Protesters gather in front of the Greek Parliament during an anti-austerity rally organized by the country's biggest public sector union, ADEDY, in Athens, Greece, July 15, 2015. REUTERS

Protests turned violent in Athens on Wednesday, as Greece faced a crucial vote that would decide whether the country would accept reforms, and ultimately, the country's future in the eurozone. A demonstration erupted in chaos as petrol bombs were let off in front of the Greek Parliament and police tear-gassed the crowd.

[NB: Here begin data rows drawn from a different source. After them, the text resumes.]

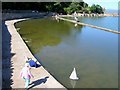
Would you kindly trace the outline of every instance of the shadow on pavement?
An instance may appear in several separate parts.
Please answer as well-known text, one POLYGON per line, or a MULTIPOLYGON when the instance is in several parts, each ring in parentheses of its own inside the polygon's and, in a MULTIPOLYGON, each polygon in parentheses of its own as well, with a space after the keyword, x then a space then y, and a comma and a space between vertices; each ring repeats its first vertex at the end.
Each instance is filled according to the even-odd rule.
POLYGON ((13 81, 11 79, 13 67, 11 58, 15 53, 11 53, 11 35, 2 21, 2 88, 7 90, 11 88, 13 81))
POLYGON ((33 82, 30 84, 30 85, 32 85, 32 86, 29 87, 29 89, 32 88, 32 87, 35 87, 35 86, 37 86, 37 85, 40 85, 40 84, 42 84, 42 83, 46 83, 48 78, 49 78, 49 77, 47 76, 47 77, 45 77, 45 78, 42 78, 42 79, 33 81, 33 82))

Demonstrators threw rocks and Molotovs in Syntagma Square in the center of Athens, sending people fleeing through the smog of tear gas, reported the Guardian. The clashes began just before 9:30 p.m. as the country approached the midnight deadline. Police said about 12,500 demonstrators attended the rally at Syntagma Square, the Associated Press reported. A live stream of the protests can be seen here.

The demonstrators oppose the stringent conditions of the Greek bailout plan, which reports indicate the majority of Greek leaders are likely to accept. More than half of Prime Minister Alexis Tsipras' Syriza party has said they would not support the reforms.

Some demonstrators awaited the results in makeshift masks, anticipating chaos, reported the Guardian. Tourists, on the other hand, were confused and asking locals why their throats hurt.

"At the top end of square opposite Grande Bretagne it is impossible to cross," the Guardian's Helena Smith reported. "There is a lot of tea gas in the air, and Molotov cocktails lobbed by protesters now burning in the streets. I’m told the protesters were from anarchist groups, and the far-left anti-capitalist Antarsya."

Demonstrators also gathered at Zappeion Park, where law enforcement dealth found a media van set ablaze, reported the Guardian.

Greece must accept the first set of reforms Wednesday for the eurozone to begin debt relief negotiations. If the vote does not pass, a snap election could occur, reported Reuters.